Bene. Sto leggendo il suo ultimo libro “Lo scaffale infinito – Storie di uomini pazzi per i libri”. Bello. Si passa da Petrarca a Umberto eco passando per Federigo Borromeo, Madame de Pompadour, Caterina di Russia, Borges e altri.
A pagina 17 c’è un monologo interiore di finzione tra Petrarca e tale Coluccio. Vi si legge:
E qui c’è un errore madornale, che è quell’elisione della “c” (che poi starebbe per il fonema /k/) nella parola *tos’ane.
Non ho voglia di stare qui a spiegarvi la gorgia toscana o il raddoppiamento fonosintattico, vi basti sapere solo che NON E’ VERO che in toscano cadono tutte le c. O si pronunciano aspirate come nel fiorentino. O non si pronunciano proprio come in livornese.

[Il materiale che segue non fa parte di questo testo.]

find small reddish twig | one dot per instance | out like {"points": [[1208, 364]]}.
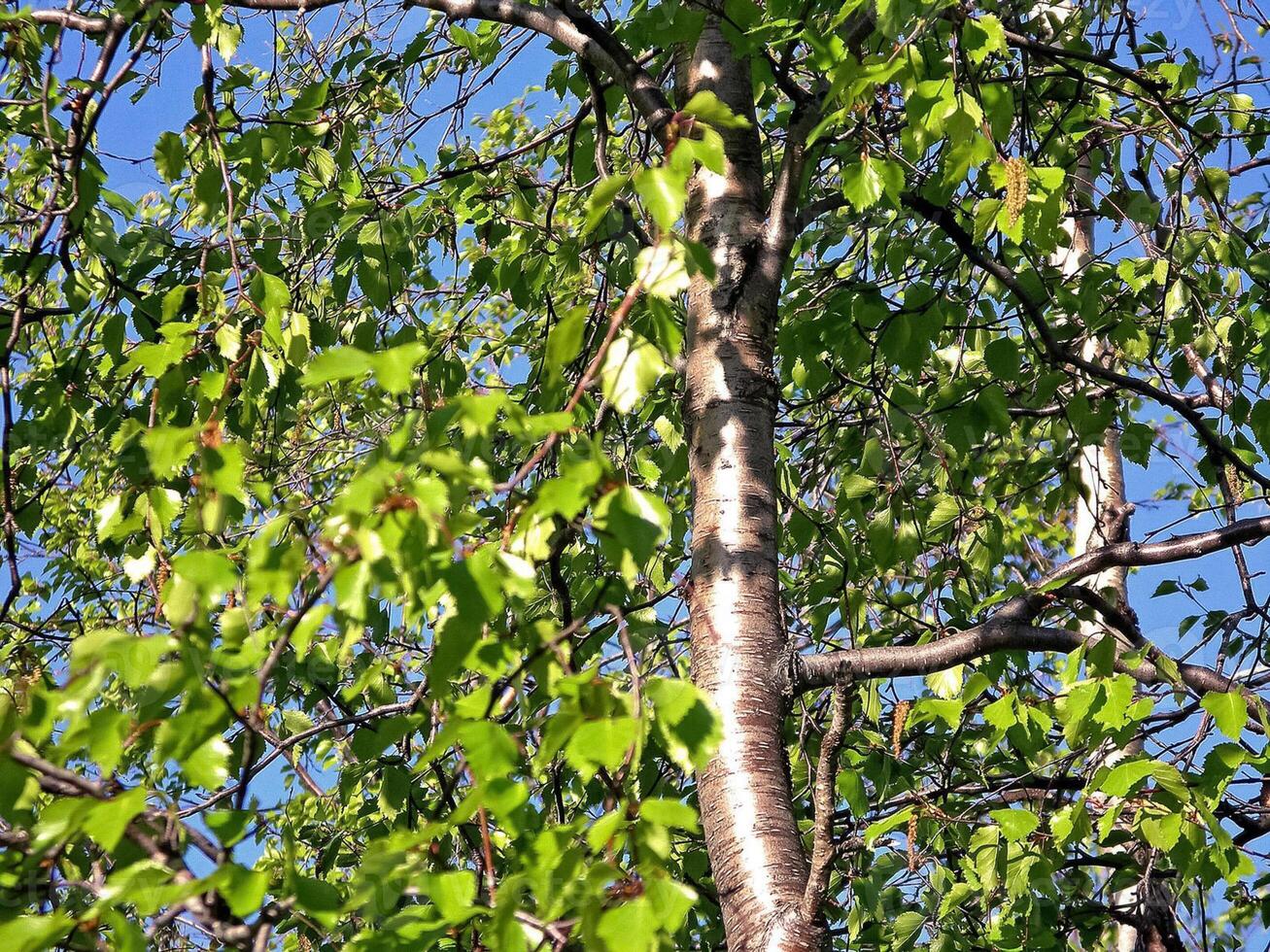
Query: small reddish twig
{"points": [[615, 322]]}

Va bene la “hoha hòla hólla hannuccia hórta horta e una hìna halda” da chiedere al bar. Va bene dire “la mi’ hasa”. Ma NON SI DICE “vado a ‘hasa”. No. Si dice “vado a kkasa”, con la c raddoppiata (come in “accasarsi”, ad esempio).
E non si dice “tos’ane” ma, semplicemente, “toscane”.
E’ un po’ l’effetto che produce chi, non essendo toscano, tenta di imitare la pronuncia toscana. Possono cascarci tutti. Meno i toscani, naturalmente, che, come ricordava Curzio Malaparte, quando gli altri ridono (“La mi’ hagna ha fatto sette hagnolini tutti senza hoda…”, ah ah ah, le rysa!!!) restano imperterriti a gelarti il sangue nelle vene.
E sorridono di buon grado sapendo che è bello correggere Andrea Kerbaker su queste piccole cose.